By Rathindra Kuruwita
The government must establish an institution to entertain complaints from patients about problems with drugs or services and a mechanism to investigate these complaints, President of the College of Medical Laboratory Science (CMLS) Ravi Kumudesh says.
The Laboratory Technologist had also demanded an investigation into the death of a 35-year-old woman following surgery at the National Eye Hospital, Kumudesh said, adding that Himali Priyadharshani Weerasinghe had passed away without gaining consciousness after an eye surgery.
“The deceased underwent surgery on 05 July. There are many who suspect that she died due to the anaesthetic used in the surgery. We have raised concerns about the quality of Anestisol, a brand of the sedative-hypnotic agent Propofol. The National Medicines Regulatory Authority (NMRA) dismissed these concerns.
Recently, the Health Minister insisted in Parliament that the deaths at two hospitals in Peradeniya had not been caused by an anaesthetic,” he said.Kumudesh said that patients were dying or facing serious consequences due to low-quality drugs, and it was the responsibility of the government to look into these reports.
“We urge the people to think rationally; don’t panic. The overwhelming majority of healthcare professionals are deeply committed to your well-being. If you have suspicions about the side effects of a drug, complain to the Sri Lanka Medical Council, Director General of health services,” he said.

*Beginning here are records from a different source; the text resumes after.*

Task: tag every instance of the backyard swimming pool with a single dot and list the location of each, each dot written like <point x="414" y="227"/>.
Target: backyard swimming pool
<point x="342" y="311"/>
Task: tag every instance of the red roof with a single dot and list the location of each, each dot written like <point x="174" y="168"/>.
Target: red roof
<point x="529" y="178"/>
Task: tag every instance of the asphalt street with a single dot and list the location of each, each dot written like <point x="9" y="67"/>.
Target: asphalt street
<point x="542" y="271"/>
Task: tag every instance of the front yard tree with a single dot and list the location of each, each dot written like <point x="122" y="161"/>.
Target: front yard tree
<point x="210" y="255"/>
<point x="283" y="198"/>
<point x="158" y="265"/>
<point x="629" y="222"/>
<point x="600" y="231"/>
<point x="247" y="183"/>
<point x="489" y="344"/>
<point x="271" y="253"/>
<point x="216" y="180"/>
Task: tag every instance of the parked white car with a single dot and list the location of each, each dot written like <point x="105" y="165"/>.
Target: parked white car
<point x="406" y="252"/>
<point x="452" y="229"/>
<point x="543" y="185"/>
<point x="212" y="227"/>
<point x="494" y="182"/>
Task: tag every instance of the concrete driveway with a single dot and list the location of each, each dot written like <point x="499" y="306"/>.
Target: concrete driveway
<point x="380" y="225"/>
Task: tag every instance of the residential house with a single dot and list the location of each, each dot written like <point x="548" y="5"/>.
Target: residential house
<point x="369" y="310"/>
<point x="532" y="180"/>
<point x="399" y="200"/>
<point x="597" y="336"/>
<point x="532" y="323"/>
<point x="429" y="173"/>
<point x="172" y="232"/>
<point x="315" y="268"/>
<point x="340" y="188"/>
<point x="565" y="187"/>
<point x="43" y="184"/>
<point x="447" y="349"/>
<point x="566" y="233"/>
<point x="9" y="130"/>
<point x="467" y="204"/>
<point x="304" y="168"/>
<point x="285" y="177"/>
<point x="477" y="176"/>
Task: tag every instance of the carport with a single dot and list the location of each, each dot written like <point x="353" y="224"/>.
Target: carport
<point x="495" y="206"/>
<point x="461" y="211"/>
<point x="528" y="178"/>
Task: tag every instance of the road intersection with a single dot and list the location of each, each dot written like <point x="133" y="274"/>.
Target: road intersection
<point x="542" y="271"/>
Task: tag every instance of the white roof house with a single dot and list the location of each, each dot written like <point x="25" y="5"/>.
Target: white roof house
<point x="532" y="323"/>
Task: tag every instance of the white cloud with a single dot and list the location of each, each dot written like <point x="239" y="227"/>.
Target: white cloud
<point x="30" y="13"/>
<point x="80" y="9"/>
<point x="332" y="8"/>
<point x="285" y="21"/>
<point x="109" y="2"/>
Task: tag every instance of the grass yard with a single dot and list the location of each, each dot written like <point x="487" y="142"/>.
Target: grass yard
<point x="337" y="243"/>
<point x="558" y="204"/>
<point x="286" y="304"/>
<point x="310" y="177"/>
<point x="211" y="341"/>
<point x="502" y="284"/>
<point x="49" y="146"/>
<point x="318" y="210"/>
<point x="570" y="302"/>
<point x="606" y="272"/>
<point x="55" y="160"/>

The anaesthetic believed to have caused two deaths at the Peradeniya Teaching Hospital had been procured through the Indian Credit Line, Dr. Vijith Gunasekera from the National Medicines Regulatory Authority (NMRA) told journalists last week.
Dr. Gunasekera said certain drugs obtained under the Indian Credit line were used in Sri Lanka without being registered with the NMRA.He said Sri Lanka, facing a severe shortage of essential items, including drugs, had relied heavily on loans from various countries and organisations for the procurement of drugs. He cited lack of testing capacity as a hindrance to examining every batch of imported drugs.